G' = [2m/G - E]^(1/2), (2)

where E represents the magnitude of the total energy, we get a scalar curvature

R = (1+E)/2G^2.

With respect to (2), the orbital equation is

phi = h integral dr/r[(G'r)^2-h^2]^(1/2), (3)

where h is the constant angular momentum. The solution to this equation is

r = p/[1-e sin phi],

where p= h^2/m, is the semi-latus rectum, and e is the eccentricity

e= [1-h^2E/m^2]^(1/2),

which will result in elliptical motion provided

m/h>E^(1/2).

Calling (1) and (2) the indices of refraction, n_(rel) and n_(norm), respectively, the advance of the perihelion of Mercury is given by the orbital equation:

phi = h integral dr/r[(r n_(norm))^2- (h n_(rel))^2]^(1/2), (4)

and the deflection of light by a massive body being given by the orbital equation with n_(norm)=1. In the latter case, h->h/c which is identified as the impact parameter, having dimensions of length instead of dimensions of action (energyxtime). This is where the relativistic correction (1) applies. By using "natural" units where G=c=1, one is allowed to get away with "murder". The appearance of c^2, or lack thereof, makes all the difference in the world. But, even without it, (2), with E=1, would be the imaginary of (1)! What you would need is E<1, and the whole expression (2) divided by c^2 to get the same result for the bending of light.

A crucial distinction between the orbital equations (3) and (4) is that only the former can be derived from the principle of least time by requiring that

n_(normal){dr^2+r^2 phi^2}^(1/2)

be an extremum. The condition is

n_(norm) r^2 phi'/[1+r^2 phi'^2]^(1/2) = h,

with h a constant and phi'=d phi/dr. Expression (1) will not result in any extremum condition for the path of least time.

To derive both these classic results we need not go beyond dimension n=3. In n=3, scalar curvature characterizes the curvature of the surface, whereas if we were to assume n>3, it would represent only one particular part of the Riemann curvature tensor that would be needed to characterize the manifold.

In regard to the orbital equation (4), the ratio of r/h modulates the magnitude of the two indices of refraction. In this case h must be considered as the impact parameter, or the least distance that the deflecting particle can approach the deflector of mass, m (in "natural" units) so that n_(norm)>n_(rel).

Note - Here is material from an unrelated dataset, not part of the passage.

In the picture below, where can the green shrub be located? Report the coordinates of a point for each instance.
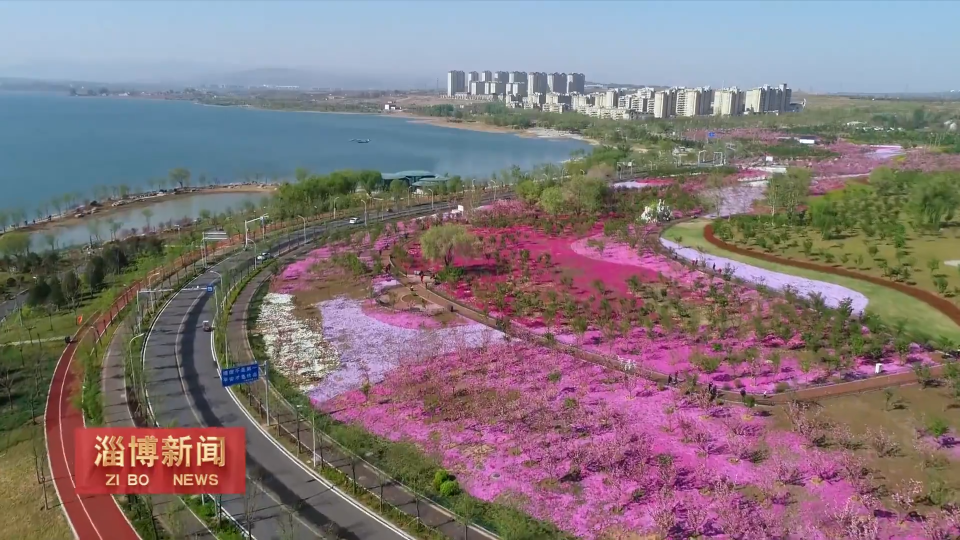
(440, 477)
(450, 488)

Kepler's transition from circles to ellipses was, indeed, a great step. Surely, it must have involved a projective argument, but scanning the literature, it is not entirely obvious (at least to me) where he used it. In fact, by the arguments of Kepler and Desargues, a projective line can be visualized as a great semi-circle which contains an antipodal pair of a great circle. So it was natural for them to consider a projective line as a closed curve, i.e., a circle. Yet, Kepler remained steadfast in his explanation of the distances to the planets in terms of the five regular polyhedra. The only problem was when more planets were discovered there were not enough polyhedra to go around.